Similar to a pregnancy test, a simple paper strip urine test may help indicate the presence of cancerous tumors and blood clots in the body, New Scientist reported.
In a new study published in the Proceedings of the National Academy of Sciences (PNAS), researchers detailed how they developed their cancer-detecting paper and showed its success in revealing certain tumors and blood clots in mice.
According to the researchers, detecting signals from tumor proteins can be a difficult process. To bypass this problem, the scientists created injectable nanoparticles, which were engineered to seek out the proteins produced by cancer cells. When the proteins and nanoparticles meet in the body, they produce small fragments of synthetic biomarkers, which can then be identified in the urine. In order to detect the blood clots, the nanoparticles were designed to seek out thrombosis instead of cancer proteins.
The newly developed test paper strip is coated with antibodies that can detect these biomarker fragments. All a patient needs to do is urinate on the strip, and the paper will display a line if cancer or thrombosis is present in the body.

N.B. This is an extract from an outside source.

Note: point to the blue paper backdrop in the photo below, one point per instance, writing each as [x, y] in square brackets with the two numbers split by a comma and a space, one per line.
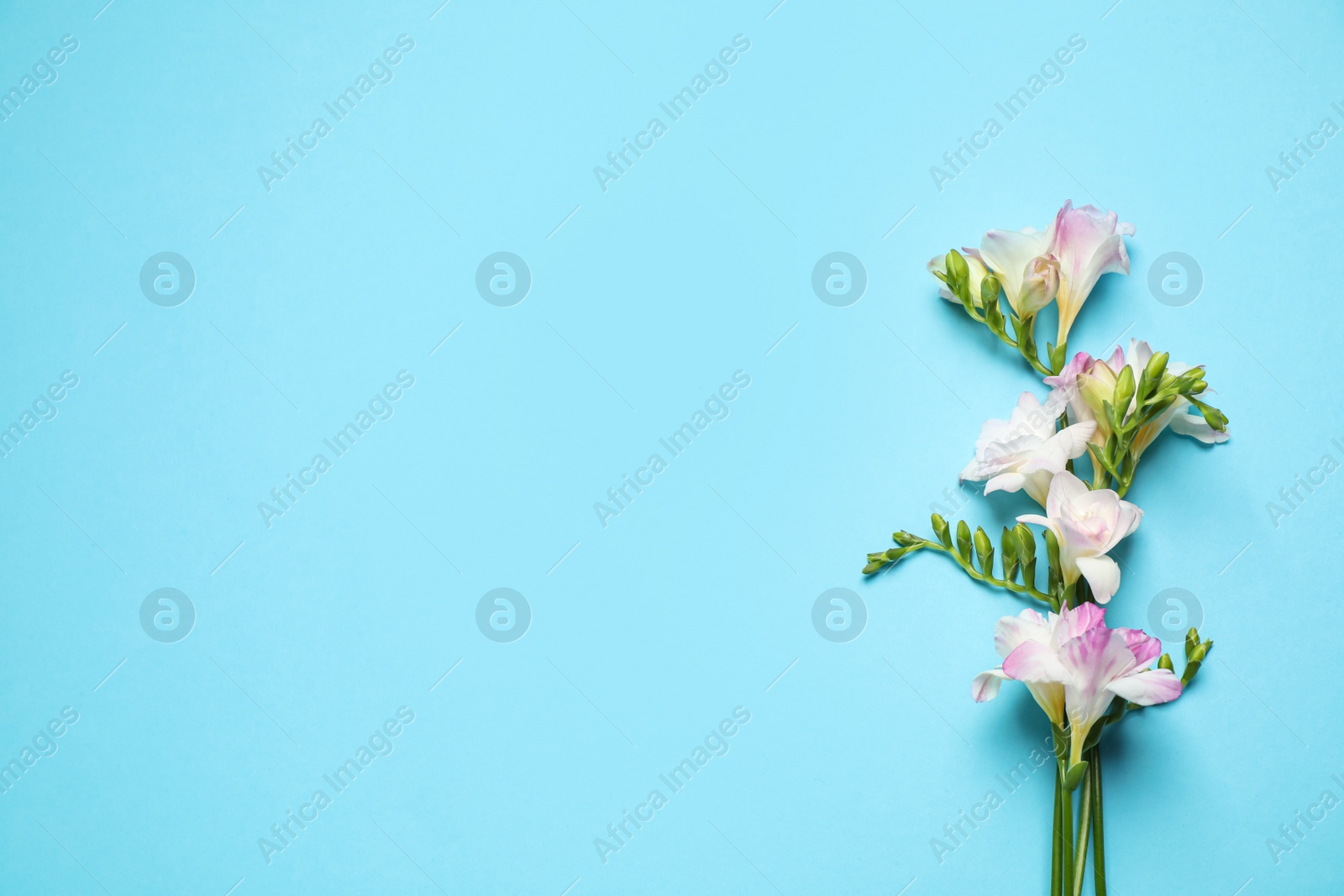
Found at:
[347, 278]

To verify their paper’s accuracy, the researchers used the test on a group of mice, showing that it accurately detected both colon cancers and blood clots in the rodents.
Lead researcher Andrew Warren, a graduate student at the Massachusetts Institute of Technology, hopes that this test will provide an affordable way to diagnose some cancers at an early stage.
"Something I think that's really shocking is the prevalence of cancer and cardiovascular disease in both the developed world and the developing world," said Warren. "Diagnostics are really a great way to help a lot of people as quickly as possible."